WASHINGTON – A new study by the research firm Charles River Associates (CRA) casts doubts on recent allegations made by the Consumer Financial Protection Bureau (CFPB) against Toyota Motor Credit Corp. and American Honda Finance Corp. concerning disparate impact in the pricing of auto loans, reported the NADA.

Among the CRA study’s key findings was that, when measuring whether such unintentional discrimination has occurred, the CFPB overestimates the number of minority consumers by as much as 41 percent and the pricing differences between minority and non-minority consumers by as much as 87 percent.

CRA noted that several factors (which appear to be completely ignored by the CFPB) further account for pricing differences which are completely unrelated to a consumer’s background.

CRA also noted that while the CFPB’s own study into its testing methodology reveals a significant overestimation of minority populations, the CFPB still does not explain whether or how it corrects for this flaw. Such failings can produce significant distortions and inaccuracies in the CFPB testing results, and should be fully explained by the CFPB before it relies upon them to support an allegation of discrimination.

The study examined the accuracy and reliability of the method used by the CFPB to test for unintentional disparate impact discrimination in an auto lender’s portfolio.
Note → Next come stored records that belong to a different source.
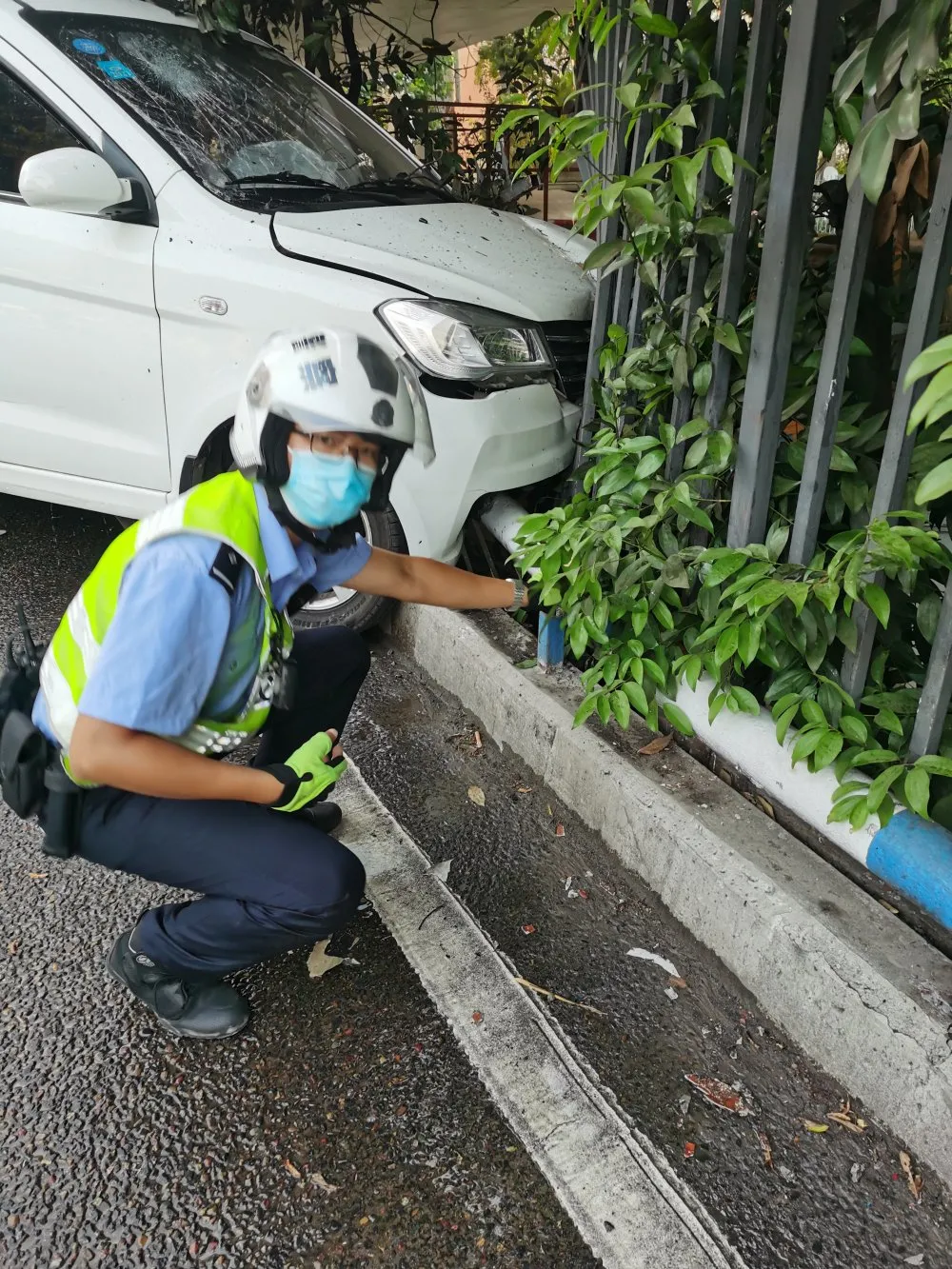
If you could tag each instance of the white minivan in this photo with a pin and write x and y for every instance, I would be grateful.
(168, 198)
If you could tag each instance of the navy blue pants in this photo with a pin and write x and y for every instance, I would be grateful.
(270, 881)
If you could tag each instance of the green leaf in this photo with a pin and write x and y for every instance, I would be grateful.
(878, 602)
(726, 646)
(855, 728)
(929, 361)
(723, 163)
(726, 334)
(806, 744)
(917, 791)
(849, 75)
(621, 708)
(882, 785)
(636, 696)
(677, 717)
(784, 721)
(936, 484)
(828, 750)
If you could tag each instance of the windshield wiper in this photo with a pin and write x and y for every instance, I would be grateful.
(285, 178)
(404, 183)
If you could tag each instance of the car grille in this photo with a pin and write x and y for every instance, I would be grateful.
(569, 344)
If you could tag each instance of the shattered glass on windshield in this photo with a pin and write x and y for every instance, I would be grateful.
(238, 114)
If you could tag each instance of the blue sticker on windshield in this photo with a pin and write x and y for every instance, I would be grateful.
(116, 69)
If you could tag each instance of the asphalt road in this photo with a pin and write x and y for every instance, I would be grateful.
(122, 1147)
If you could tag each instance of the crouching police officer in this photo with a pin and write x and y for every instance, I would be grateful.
(177, 650)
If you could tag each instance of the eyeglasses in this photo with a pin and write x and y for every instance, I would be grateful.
(365, 453)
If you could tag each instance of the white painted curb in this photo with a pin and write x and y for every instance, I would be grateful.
(856, 987)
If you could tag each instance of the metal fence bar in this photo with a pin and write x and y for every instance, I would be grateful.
(761, 53)
(715, 125)
(923, 328)
(841, 324)
(805, 85)
(608, 66)
(937, 689)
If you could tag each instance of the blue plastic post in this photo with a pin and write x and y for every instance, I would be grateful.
(551, 641)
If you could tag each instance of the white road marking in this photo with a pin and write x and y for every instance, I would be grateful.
(627, 1203)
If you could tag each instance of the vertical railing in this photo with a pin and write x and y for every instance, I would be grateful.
(788, 225)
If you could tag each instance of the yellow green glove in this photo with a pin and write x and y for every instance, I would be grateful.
(307, 774)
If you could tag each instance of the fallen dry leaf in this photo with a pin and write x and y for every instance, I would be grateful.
(552, 995)
(319, 962)
(719, 1094)
(913, 1178)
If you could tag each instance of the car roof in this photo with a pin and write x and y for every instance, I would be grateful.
(141, 9)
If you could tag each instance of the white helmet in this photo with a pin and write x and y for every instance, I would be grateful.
(329, 380)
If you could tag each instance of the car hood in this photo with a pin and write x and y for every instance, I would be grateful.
(449, 251)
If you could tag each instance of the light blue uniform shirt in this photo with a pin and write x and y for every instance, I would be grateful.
(179, 647)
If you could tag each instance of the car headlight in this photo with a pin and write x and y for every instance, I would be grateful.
(459, 342)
After examining 8.2 million auto finance contracts, CRA concluded in its comprehensive report that the CFPB’s testing method is “subject to significant bias and estimation error.”

The CRA study was commissioned by the American Financial Services Association and released on November 19. The allegations made against the automakers’ captive finance companies were publically disclosed on November 25 and December 2, respectively.